Media: PLA filament (for 3D printing pen), resin, brass, patina
Part of a non-traditional exploration of lace in the exhibition, A Certain Kind of Armor. Using 3D printing pens to preserve the core acts of drawing and writing, Gardner-Roe references shield and body forms that allude to systems of protection through layers of metal and patinas, yet deny a literal translation. The open lacelike network of this body of sculpture begs the question, “What is being protected?”
The round shape of this work references shields, but so big in this case that the whole body could hide behind. Regarding the theme of protection, I often think about how to protect that childlike sense of exuberance when we first picked up a crayon, especially as a working artist. Thus, the imagery in this work references childhood memories of growing up in the rural Midwest.

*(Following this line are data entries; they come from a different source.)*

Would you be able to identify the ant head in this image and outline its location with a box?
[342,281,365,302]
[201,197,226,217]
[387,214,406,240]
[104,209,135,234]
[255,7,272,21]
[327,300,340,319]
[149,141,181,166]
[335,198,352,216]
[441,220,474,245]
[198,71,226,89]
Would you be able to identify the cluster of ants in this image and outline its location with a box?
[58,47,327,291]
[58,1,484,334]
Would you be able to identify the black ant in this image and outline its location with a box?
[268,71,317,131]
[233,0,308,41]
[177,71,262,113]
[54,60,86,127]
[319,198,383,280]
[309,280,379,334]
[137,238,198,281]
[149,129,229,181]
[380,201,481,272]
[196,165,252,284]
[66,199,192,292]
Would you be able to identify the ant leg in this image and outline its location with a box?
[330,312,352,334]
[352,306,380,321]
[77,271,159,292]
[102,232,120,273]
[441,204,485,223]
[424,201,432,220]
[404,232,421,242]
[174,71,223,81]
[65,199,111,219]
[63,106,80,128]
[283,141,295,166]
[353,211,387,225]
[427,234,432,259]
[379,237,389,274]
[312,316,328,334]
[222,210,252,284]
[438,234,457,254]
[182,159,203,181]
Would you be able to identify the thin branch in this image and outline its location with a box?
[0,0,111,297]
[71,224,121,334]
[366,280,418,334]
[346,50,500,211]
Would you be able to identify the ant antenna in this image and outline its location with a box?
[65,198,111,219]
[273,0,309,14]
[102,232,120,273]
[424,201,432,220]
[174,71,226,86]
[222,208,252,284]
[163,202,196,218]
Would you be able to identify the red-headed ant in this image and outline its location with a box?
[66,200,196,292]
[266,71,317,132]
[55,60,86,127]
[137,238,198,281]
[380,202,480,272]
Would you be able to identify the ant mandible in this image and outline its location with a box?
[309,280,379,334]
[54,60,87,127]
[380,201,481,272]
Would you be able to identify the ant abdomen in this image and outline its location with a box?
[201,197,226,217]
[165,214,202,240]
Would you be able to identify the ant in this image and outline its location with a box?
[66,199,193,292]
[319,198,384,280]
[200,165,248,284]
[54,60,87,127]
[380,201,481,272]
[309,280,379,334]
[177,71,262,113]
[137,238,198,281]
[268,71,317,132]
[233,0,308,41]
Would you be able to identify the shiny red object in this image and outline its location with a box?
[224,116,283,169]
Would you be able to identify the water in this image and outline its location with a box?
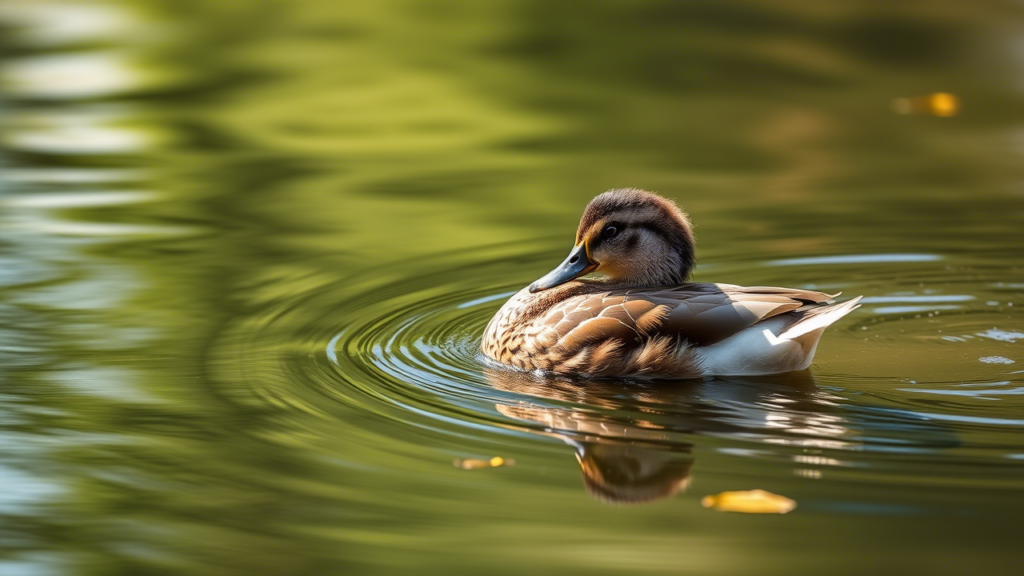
[0,1,1024,576]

Lastly, I am often asked how these pieces are made. It is a layered process that starts out with a 3D printing pen (imagine a hand-held 3D printer, controlled by the artist's hand rather than a computer). After the initial "drawing" is made on glass, I then thicken my line weights with resin and lastly, the work is coated in metal, brass in this case. Since real metal is applied, making it essentially plated, I can then patina the work like traditional sculpture. Thus, the colors seen are either the brass itself or a chemical reaction with the brass.
This work is mounted on 3/4" white PCV panel with a 3/4" beveled edge. The metal has been sealed to prevent further oxidation and changes in color.